Il portfolio è stato pubblicato dalla London Arts Group di Detroit, un’importante casa editrice americana che, tra la fine degli anni ’60 e l’inizio degli anni ’70, ha fatto conoscere ai collezionisti nordamericani le opere di alcuni dei principali artisti d’Avant Garde europei. L'edizione comprendeva 99 stampe numerate, oltre a un piccolo numero di prove d'artista, stampate su carta Arches a trama. Sebbene l’editore sia sempre indicato, lo stampatore non è stato menzionato nella letteratura specialistica e, a differenza di molte delle edizioni parigine di Alechinsky realizzate da stampatori come Clot, Bramsen & Georges, Yves Rivière o Jean Clerté, nel colophon pubblicato o nel catalogo ragionato di Rivière non compare alcun riferimento allo stampatore.

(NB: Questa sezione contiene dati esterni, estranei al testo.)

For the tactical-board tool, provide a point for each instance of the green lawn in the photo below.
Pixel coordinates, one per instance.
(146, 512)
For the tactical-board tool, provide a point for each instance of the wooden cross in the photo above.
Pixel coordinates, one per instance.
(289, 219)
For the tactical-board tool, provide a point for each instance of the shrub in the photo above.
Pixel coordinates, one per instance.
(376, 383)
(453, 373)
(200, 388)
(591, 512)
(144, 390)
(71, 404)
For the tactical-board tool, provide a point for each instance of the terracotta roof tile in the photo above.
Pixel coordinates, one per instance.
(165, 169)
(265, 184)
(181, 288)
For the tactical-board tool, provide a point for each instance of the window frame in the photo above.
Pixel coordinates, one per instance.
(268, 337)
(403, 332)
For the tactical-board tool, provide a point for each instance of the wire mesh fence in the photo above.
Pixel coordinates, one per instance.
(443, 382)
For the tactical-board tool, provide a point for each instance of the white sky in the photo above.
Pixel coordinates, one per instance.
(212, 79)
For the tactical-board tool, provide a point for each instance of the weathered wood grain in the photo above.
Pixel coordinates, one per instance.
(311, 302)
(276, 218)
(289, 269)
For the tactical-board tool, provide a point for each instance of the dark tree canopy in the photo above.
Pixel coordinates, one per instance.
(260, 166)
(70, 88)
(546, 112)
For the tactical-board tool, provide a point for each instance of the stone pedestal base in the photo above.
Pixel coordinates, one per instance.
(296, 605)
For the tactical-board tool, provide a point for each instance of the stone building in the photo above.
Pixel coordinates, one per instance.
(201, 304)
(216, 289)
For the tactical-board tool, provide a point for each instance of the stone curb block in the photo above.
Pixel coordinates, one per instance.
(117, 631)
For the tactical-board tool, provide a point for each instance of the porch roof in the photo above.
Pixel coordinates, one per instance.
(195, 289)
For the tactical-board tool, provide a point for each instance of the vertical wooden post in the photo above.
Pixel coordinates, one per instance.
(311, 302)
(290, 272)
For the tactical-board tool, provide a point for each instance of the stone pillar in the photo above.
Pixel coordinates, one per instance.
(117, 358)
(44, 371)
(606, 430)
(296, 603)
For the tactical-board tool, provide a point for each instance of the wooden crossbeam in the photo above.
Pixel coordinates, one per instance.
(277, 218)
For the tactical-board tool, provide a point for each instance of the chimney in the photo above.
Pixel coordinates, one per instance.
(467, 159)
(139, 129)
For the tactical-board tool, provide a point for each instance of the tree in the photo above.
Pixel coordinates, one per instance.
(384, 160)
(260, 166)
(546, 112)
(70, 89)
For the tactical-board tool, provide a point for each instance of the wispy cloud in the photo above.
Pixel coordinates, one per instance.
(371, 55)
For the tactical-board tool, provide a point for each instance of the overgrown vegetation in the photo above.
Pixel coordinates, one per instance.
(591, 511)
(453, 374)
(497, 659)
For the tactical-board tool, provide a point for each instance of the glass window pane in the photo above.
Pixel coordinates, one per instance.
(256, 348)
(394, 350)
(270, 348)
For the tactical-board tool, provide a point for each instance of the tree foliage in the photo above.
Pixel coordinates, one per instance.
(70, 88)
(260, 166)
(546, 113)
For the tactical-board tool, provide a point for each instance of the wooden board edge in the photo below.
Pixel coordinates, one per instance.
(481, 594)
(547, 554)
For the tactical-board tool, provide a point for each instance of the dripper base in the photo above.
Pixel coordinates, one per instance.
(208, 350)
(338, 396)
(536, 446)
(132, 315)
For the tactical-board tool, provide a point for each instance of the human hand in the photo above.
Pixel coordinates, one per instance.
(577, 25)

La Planche IX è una delle composizioni più intense della serie, in cui si contrappongono un'energica linoleografia in nero e luminosi campi di colore litografici. L'immagine è un esempio del linguaggio grafico maturo di Alechinsky, in cui il gesto spontaneo, l'energia dei fumetti e l'astrazione calligrafica si fondono in un'unica superficie pittorica. La raccolta nel suo insieme occupa un posto importante nell'opera grafica dell'artista, dimostrando come egli abbia trasformato l'incisione tradizionale in un mezzo capace di trasmettere la stessa vitalità e immediatezza che si ritrovano nei suoi dipinti.